In terms of the main national planning priorities and policies, the SEZ will address the NIPF directly through its activities that will support the goals of promoting increased value-addition of commodities, more labour-absorbing industrialisation especially involving greater participation by marginalised regions and contributing to the industrial development of Africa by building on its productive capabilities. The SEZ will address national priorities in terms of SP1 - Sectoral Strategies, SP4 - Skills and Education for industrialisation, SP9: Spatial Industrial Development and Industrial Infrastructure Programme, SP10: Small Enterprise Support, SP11: Leveraging Empowerment for Growth and Employment, SP12: Regional and African Industrial and Trade framework.

1.1.2 Objective

To support local economic development To create jobs To contribute to national GDP

1.2 Socio Economic Profile

The population in Limpopo was estimated at about 5 million in 2001, of which approximately 39310 were living in the Musina local municipality. This figure increased to 68359 as per the 2011 census, of which 18.7% were unemployed. This is significantly below the provincial unemployment figure of 38.7%. The dominant sector in the local municipality in terms of employment is agriculture, which provides 61% of all jobs.

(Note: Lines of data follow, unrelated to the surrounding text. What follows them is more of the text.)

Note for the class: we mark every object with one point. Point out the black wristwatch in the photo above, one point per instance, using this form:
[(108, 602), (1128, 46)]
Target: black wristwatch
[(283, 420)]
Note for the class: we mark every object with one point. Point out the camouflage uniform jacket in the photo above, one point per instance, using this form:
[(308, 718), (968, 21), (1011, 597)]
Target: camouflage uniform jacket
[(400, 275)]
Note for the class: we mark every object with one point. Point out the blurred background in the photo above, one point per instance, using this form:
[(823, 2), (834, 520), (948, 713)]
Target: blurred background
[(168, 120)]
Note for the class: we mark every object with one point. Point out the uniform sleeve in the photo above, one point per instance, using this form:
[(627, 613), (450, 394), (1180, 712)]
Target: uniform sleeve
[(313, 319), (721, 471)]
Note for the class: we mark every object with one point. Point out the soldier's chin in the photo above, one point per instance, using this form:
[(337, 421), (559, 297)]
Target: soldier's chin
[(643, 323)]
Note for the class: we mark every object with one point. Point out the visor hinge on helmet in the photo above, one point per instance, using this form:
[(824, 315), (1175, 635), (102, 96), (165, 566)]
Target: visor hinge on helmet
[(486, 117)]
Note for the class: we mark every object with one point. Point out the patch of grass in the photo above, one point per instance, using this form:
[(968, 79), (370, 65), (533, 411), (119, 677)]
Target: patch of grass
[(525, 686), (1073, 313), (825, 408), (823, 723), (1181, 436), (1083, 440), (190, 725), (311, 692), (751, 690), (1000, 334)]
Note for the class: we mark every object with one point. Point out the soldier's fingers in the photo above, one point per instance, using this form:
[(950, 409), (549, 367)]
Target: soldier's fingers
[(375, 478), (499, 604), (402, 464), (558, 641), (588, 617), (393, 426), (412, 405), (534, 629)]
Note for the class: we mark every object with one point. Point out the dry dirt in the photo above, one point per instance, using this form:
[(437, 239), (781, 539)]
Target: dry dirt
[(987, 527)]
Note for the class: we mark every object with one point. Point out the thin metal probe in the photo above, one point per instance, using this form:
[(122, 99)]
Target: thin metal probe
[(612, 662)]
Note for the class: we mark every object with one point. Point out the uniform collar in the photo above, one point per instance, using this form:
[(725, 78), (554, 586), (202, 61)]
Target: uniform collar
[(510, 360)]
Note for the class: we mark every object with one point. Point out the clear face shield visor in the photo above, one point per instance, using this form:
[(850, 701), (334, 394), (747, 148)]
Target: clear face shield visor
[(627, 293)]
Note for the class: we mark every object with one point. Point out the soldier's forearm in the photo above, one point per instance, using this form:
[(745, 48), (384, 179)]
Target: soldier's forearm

Education levels have improved significantly from 2001 to 2011 but the percentage of people older than 20 without schooling was still high at 17.7% in the Vhembe District and 11.3% in the Musina Local Municipality. The percentage of the population aged 20+ in 2011 with a higher education was 9.9% in Vhembe District Municipality and 6.8% in the Musina Local Municipality.

The contribution of the province to South Africa’s economy was 7.1%in 2012 and the main contribution to provincial GDP is from the mining and quarrying sector (28.7%), followed by services and the wholesale and retail sectors. Limpopo makes a relatively small contribution to overall exports, which was 2.2% in 2011. Most of provincial exports are to Asia (56.4%) of which 68.6% are mineral products.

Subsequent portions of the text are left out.